Muscles trained with the Hollow Hold exercise
The muscles it works are apparent when you enter the hollow hold position. For the uninitiated, here are the upper and lower body muscles it works. All of the muscles listed below work isometrically (muscle contraction without movement).
Lower body
- rectus abdominis
- Transversal abdominals
- obliques
- Quadriceps
- hip flexors
- Loins
Upper body
- Deltoids
- Pectorals
- Neck extensors and flexors
The 4 main benefits of the Hollow Hold exercise
Have you ever heard of someone who has too much base strength? Me neither, which is why you should consider including the hollow grip in your routine for these four reasons (and probably more).
- Ideal for beginners and advanced: You can do this exercise if you can lie on the floor and raise your arms and legs.
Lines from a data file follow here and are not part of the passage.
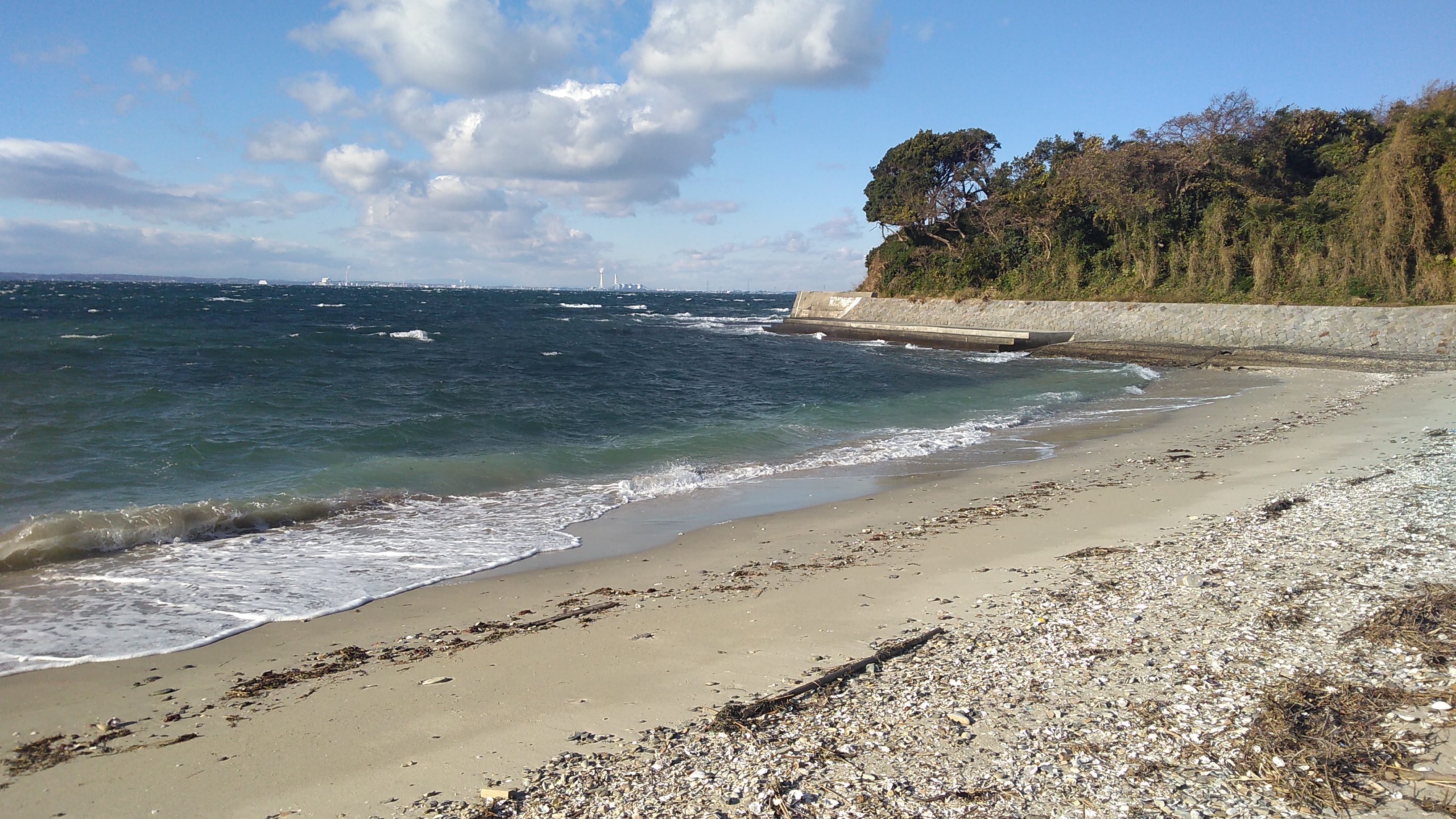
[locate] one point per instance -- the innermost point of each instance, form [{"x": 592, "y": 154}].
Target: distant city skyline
[{"x": 564, "y": 142}]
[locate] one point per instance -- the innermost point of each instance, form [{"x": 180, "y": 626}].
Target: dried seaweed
[
  {"x": 1359, "y": 480},
  {"x": 1096, "y": 551},
  {"x": 344, "y": 659},
  {"x": 734, "y": 715},
  {"x": 1280, "y": 506},
  {"x": 1318, "y": 739},
  {"x": 1424, "y": 621},
  {"x": 51, "y": 751}
]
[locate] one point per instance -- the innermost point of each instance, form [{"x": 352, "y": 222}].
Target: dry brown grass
[
  {"x": 1318, "y": 741},
  {"x": 1424, "y": 621}
]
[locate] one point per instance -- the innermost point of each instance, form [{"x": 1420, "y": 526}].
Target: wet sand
[{"x": 699, "y": 620}]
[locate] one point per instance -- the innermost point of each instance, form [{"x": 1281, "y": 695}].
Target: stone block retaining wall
[{"x": 1390, "y": 330}]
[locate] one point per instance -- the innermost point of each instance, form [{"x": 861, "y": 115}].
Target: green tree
[{"x": 925, "y": 182}]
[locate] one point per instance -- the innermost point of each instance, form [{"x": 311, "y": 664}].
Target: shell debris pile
[{"x": 1133, "y": 687}]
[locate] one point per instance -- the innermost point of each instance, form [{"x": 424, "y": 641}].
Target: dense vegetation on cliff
[{"x": 1232, "y": 205}]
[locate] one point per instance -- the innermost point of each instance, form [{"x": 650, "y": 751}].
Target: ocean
[{"x": 180, "y": 463}]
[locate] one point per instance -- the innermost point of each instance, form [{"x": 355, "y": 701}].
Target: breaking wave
[{"x": 73, "y": 535}]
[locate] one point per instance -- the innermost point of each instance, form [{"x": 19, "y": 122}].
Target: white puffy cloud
[
  {"x": 171, "y": 82},
  {"x": 512, "y": 141},
  {"x": 289, "y": 142},
  {"x": 70, "y": 174},
  {"x": 692, "y": 76},
  {"x": 848, "y": 227},
  {"x": 736, "y": 47},
  {"x": 463, "y": 47},
  {"x": 87, "y": 247},
  {"x": 321, "y": 92},
  {"x": 357, "y": 170}
]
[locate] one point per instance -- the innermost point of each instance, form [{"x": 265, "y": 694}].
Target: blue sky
[{"x": 679, "y": 143}]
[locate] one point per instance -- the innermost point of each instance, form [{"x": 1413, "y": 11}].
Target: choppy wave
[
  {"x": 73, "y": 535},
  {"x": 998, "y": 358},
  {"x": 217, "y": 569}
]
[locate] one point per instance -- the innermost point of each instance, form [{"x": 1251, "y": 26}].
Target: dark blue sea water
[{"x": 180, "y": 463}]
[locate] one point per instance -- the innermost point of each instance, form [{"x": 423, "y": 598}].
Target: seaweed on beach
[
  {"x": 1318, "y": 739},
  {"x": 1424, "y": 621},
  {"x": 1280, "y": 506},
  {"x": 334, "y": 662},
  {"x": 1359, "y": 480},
  {"x": 51, "y": 751},
  {"x": 1096, "y": 551}
]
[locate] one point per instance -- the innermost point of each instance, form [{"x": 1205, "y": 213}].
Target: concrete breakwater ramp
[
  {"x": 832, "y": 315},
  {"x": 1143, "y": 331}
]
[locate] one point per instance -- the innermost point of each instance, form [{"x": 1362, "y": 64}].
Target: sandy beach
[{"x": 415, "y": 703}]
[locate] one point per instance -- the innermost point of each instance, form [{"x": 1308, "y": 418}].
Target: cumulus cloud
[
  {"x": 321, "y": 92},
  {"x": 467, "y": 47},
  {"x": 704, "y": 213},
  {"x": 512, "y": 141},
  {"x": 170, "y": 82},
  {"x": 70, "y": 174},
  {"x": 692, "y": 76},
  {"x": 357, "y": 170},
  {"x": 287, "y": 142},
  {"x": 87, "y": 247},
  {"x": 734, "y": 47},
  {"x": 790, "y": 242},
  {"x": 847, "y": 227}
]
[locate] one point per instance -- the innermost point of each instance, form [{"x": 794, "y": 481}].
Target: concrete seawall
[{"x": 1423, "y": 331}]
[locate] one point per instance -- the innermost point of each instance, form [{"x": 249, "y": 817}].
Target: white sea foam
[
  {"x": 188, "y": 594},
  {"x": 998, "y": 358}
]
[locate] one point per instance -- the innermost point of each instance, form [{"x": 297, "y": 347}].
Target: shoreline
[
  {"x": 631, "y": 528},
  {"x": 708, "y": 605}
]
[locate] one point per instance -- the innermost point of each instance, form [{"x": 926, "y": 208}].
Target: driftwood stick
[
  {"x": 736, "y": 713},
  {"x": 546, "y": 620}
]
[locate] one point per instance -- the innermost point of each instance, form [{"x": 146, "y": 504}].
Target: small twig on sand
[
  {"x": 546, "y": 620},
  {"x": 736, "y": 713}
]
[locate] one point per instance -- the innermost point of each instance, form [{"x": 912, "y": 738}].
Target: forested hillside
[{"x": 1237, "y": 203}]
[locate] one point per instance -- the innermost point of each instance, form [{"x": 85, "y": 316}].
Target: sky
[{"x": 673, "y": 143}]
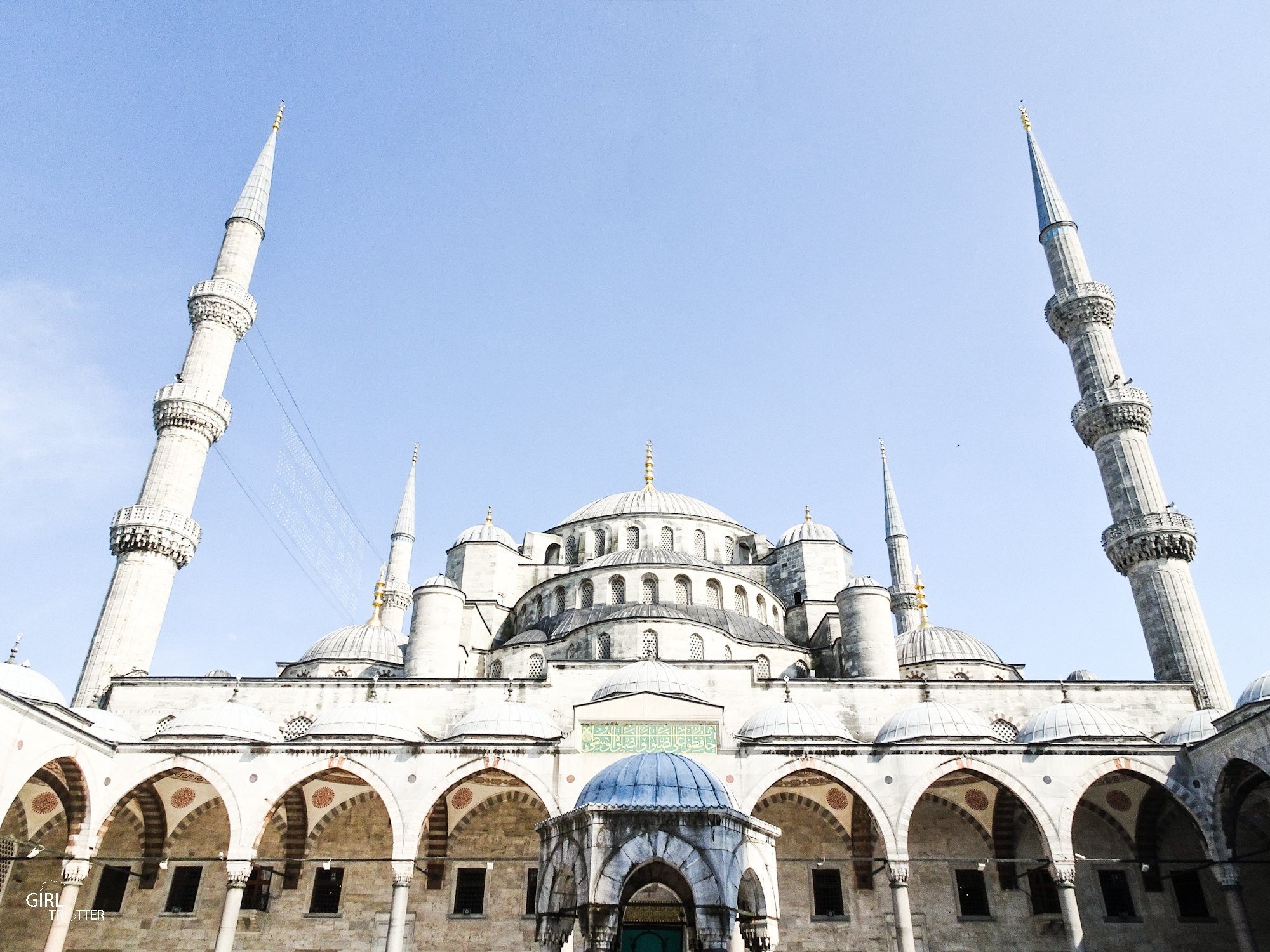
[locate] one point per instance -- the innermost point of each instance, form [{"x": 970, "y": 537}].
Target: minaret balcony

Nothing is complex about this move, but boy, you will feel the burn and have an internal “discussion” about whether to quit.
- Better spinal stability: Regularly performing hollow grips will increase your spine’s ability to stay neutral under load. The compressive and shear forces exerted on your spine when performing many weighted lower body movements are excellent. By improving the ability to keep a neutral spine while doing hollow grips, you will improve the core’s ability to resist unwanted rotational and shear forces on the spine.
- Improved performance with other complex exercises: Keeping a neutral spine under load and coordinating your abs, hips, and upper body is essential for complex movements like pull-ups, pull-ups, dips, and ring work. Hollow holds are simple (but not easy) for training the strength needed to perform complex, loaded bodyweight movements.
- Improved base strength: Although the Big 3 and other lower body movements strengthen the core, you need exercises that don’t strain the spine while improving core strength. Hollow rocks fit that bill perfectly, as they’ll strengthen your abs, obliques, and spinal erectors while you’re having a great time on the floor.
Common Hollow Plug Mistakes
The hollow grip is simple to perform and not complex like deadlifts or a clean and jerk. But simple doesn’t mean easy, and there are a few things you need to pay attention to when performing this exercise to get the most out of it.
- Keep your head and shoulders up: When you’re tired, your shoulder blades and head tend to drop to the ground, making it harder to keep your lower back above the ground. This problem is easy to solve. Stop the set, rest, and do another quality set.
- Raise them just a little (not too much): Many lifters believe that more is better when it comes to the height of their feet and hands, but that is not the case. Your feet should be about 6 inches off the floor, because beyond that you’ll put your legs in an L shape. And that’s not a hollow grip.
- Keep it on the ground: The lower back must be glued to the floor for the entire duration of the exercise, otherwise the benefits listed above become useless.
HOLLOW OUTLET PROGRAMMING SUGGESTIONS
Hollow holds are a versatile exercise that can be included in your warm-up or as part of a basic circuit before the barbell. For example:
1A. Hollow Hold 30 to 60 seconds
1B. Deadbug Pull 6 reps each side
1 C. Single Leg Hip Extensions 12 reps each side
Hollow holds in layering with a strength move that requires core stability but doesn’t take away from your well-functioning strength exercise. For example.
1A. Dumbbell bench press
1B. Hollow Hold 30 to 60 seconds
HOLLOW HOLD VARIATIONS
The hollow grip is like many good exercises because you can progress when you want to increase your gains. When you’ve mastered the hollow grip and need to be challenged more, try these progressions.